Metabotropic glutamate 1alpha receptors on peripheral primary afferent fibers: their role in nociception.

Several lines of evidence indicate that Group I metabotropic glutamate (mGlu) 1alpha receptors are involved in the processing of nociceptive information in the spinal cord. The goals of the present study are to document the role of mGlu1alpha receptors in peripheral nociception. To accomplish this we investigate the presence of mGlu1alpha receptors on peripheral primary afferent fibers and determine the behavioral effects of (S)-3,5-dihydroxyphenylglycine (S-DHPG), which is an mGlu1/5 receptor agonist and (RS)-1-aminoindan-1, 5-dicarboxylic acid (AIDA), a selective mGluR1alpha antagonist, on mechanical and thermal sensitivity and formalin-induced nociceptive behaviors.

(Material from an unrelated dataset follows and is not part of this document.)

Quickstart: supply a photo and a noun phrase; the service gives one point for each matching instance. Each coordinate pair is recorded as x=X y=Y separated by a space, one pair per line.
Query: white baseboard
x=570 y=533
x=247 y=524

The anatomical studies at the electron microscopic level demonstrate that 32.4+/-2.9% of the unmyelinated axons and 21.6+/-4.7% of the myelinated axons are positively immunostained for mGlu1alpha receptors. Intraplantar injection of 0.1 or 1 mM S-DHPG results in a significant increase in mechanical sensitivity that persists for more than 60 min and this effect is blocked by co-injection of S-DHPG with 1 mM AIDA. Intraplantar injection of 40 microM AIDA+2% formalin significantly attenuates phase 2 lifting/licking and flinching behavior and this AIDA-induced effect is blocked with co-injection of 1 microM S-DHPG. In behavioral tests, intraplantar S-DHPG (0.1, 1.0, 10 mM) does not change tail flick latencies or paw withdrawal latencies to heat stimulation. These data indicate that mGlu1alpha receptors are present on peripheral cutaneous axons and activation of peripheral mGlu1alpha receptors contributes to mechanical allodynia and inflammatory pain but not thermal hyperalgesia.